The Lark Formation in the Danish North Sea holds great paleoenvironmental interest for understanding climatic and tectonic impacts on sediment supply and depositional environment during the latest Eocene to the Middle Miocene. This study investigates sediment provenance, variations in sediment flux, chemical weathering intensity, and redox conditions in relation to these climatic and tectonic events. A dataset of 86 cuttings and one core from six wells in the Danish North Sea was analyzed using Inductively Coupled Plasma Mass Spectrometry (ICP-MS) and Inductively Coupled Plasma Optical Emission Spectroscopy (ICP-OES). The recently published maceral composition of these samples was also included in this research.

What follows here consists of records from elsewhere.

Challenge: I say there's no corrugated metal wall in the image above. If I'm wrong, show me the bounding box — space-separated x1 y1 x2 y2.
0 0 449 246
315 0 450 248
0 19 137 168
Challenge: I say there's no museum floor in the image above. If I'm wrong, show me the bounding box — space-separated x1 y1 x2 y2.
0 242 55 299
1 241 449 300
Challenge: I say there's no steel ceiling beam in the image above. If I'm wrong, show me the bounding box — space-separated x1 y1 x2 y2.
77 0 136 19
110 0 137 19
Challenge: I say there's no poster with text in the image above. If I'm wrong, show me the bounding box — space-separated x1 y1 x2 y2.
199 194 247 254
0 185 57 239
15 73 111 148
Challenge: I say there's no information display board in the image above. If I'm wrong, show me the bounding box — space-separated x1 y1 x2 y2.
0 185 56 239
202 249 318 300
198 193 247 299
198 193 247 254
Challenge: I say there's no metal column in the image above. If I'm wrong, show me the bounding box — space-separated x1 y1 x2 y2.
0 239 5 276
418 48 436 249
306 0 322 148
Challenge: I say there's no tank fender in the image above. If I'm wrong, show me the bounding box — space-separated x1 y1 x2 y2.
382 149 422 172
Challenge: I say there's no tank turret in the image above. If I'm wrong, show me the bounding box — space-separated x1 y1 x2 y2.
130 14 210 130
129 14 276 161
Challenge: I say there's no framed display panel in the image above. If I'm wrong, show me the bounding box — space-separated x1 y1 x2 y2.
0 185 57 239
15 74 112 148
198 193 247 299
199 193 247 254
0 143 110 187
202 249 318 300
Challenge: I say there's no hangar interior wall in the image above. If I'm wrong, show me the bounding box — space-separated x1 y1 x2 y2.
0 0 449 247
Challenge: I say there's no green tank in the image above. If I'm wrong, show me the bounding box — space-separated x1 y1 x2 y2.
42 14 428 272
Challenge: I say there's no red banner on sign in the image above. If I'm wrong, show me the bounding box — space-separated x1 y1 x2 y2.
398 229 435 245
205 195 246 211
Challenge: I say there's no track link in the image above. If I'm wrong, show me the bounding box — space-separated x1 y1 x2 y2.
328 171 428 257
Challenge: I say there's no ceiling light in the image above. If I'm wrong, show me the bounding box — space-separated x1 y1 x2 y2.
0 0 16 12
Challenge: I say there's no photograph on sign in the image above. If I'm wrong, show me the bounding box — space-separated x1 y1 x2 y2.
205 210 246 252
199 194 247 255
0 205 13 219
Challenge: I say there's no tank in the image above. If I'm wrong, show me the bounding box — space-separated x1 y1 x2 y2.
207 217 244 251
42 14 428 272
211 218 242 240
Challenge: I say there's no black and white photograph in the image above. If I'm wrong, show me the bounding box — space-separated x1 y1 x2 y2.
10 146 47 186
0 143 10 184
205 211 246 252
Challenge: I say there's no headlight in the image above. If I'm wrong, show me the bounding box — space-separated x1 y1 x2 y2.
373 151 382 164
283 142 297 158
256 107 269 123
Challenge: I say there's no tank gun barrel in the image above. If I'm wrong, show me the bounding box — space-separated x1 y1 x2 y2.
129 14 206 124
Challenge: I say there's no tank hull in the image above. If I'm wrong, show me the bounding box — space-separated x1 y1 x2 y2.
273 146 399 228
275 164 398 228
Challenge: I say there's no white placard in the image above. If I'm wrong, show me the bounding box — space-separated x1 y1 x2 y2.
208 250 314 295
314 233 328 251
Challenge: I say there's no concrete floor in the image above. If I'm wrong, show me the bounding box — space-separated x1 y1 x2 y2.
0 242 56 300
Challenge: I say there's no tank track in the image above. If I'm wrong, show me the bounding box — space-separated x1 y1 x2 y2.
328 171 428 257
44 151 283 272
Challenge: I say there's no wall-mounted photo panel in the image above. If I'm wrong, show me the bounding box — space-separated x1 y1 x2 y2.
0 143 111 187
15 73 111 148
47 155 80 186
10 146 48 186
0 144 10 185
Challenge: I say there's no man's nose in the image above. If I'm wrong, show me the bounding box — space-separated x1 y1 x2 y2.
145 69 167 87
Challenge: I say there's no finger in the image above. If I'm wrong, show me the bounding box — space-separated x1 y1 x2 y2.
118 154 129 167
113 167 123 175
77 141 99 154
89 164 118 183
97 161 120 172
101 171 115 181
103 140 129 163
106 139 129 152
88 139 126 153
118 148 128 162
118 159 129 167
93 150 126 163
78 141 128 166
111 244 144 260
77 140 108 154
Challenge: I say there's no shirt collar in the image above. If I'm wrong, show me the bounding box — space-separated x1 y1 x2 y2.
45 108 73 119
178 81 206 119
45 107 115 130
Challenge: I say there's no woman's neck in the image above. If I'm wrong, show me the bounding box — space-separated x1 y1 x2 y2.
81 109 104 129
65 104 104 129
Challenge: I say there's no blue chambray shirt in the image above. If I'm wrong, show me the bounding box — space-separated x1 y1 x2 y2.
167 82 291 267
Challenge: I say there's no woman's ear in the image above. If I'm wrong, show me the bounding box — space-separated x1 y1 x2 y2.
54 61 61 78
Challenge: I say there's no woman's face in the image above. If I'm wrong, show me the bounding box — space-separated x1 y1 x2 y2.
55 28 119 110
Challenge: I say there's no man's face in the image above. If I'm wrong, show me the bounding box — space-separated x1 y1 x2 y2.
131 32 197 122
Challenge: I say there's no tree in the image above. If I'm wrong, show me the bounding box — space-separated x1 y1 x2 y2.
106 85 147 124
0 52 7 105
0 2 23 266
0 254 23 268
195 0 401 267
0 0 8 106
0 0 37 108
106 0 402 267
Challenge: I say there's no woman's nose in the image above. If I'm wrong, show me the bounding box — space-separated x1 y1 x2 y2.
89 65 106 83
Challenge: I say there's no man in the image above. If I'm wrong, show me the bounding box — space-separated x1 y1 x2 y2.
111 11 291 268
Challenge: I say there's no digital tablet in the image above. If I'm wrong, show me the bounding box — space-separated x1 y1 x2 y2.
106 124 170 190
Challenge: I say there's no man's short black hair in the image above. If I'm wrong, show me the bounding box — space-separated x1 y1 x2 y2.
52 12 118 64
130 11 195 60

Provenance investigation indicates that the sediment originated from felsic sources within a continental arc tectonic setting. Such a source area is currently located in southern Norway and Sweden on the southwest margin of the Baltic Shield. During the Eocene–Miocene progressive filling of the eastern North Sea Basin, climatic conditions primarily controlled chemical weathering intensity and sediment influx. This is evidenced by higher Chemical Index of Alteration (CIA) and Zr concentrations in the Lower Miocene compared to other series deposited under cooler and less humid climates. Additionally, elemental proxies (Ce_anom, V/(V + Ni), Th/U), along with organic petrological and geochemical evidence, indicate that the Lark Formation was deposited in dysoxic-anoxic environments. Variations of these proxies further reveal that sea-level changes primarily controlled fluctuations in redox condition, resulting in more oxic environments. Moreover, the impact of marine productivity on U and Mo is revealed by the positive correlations between the enrichment factors of U (U_EF) and Mo (Mo_EF) and the abundances of liptinite and Cd. Increased productivity, combined with bottom water anoxia, led to the enrichment of U and Mo in the sediment, with upwelling further enhancing this process.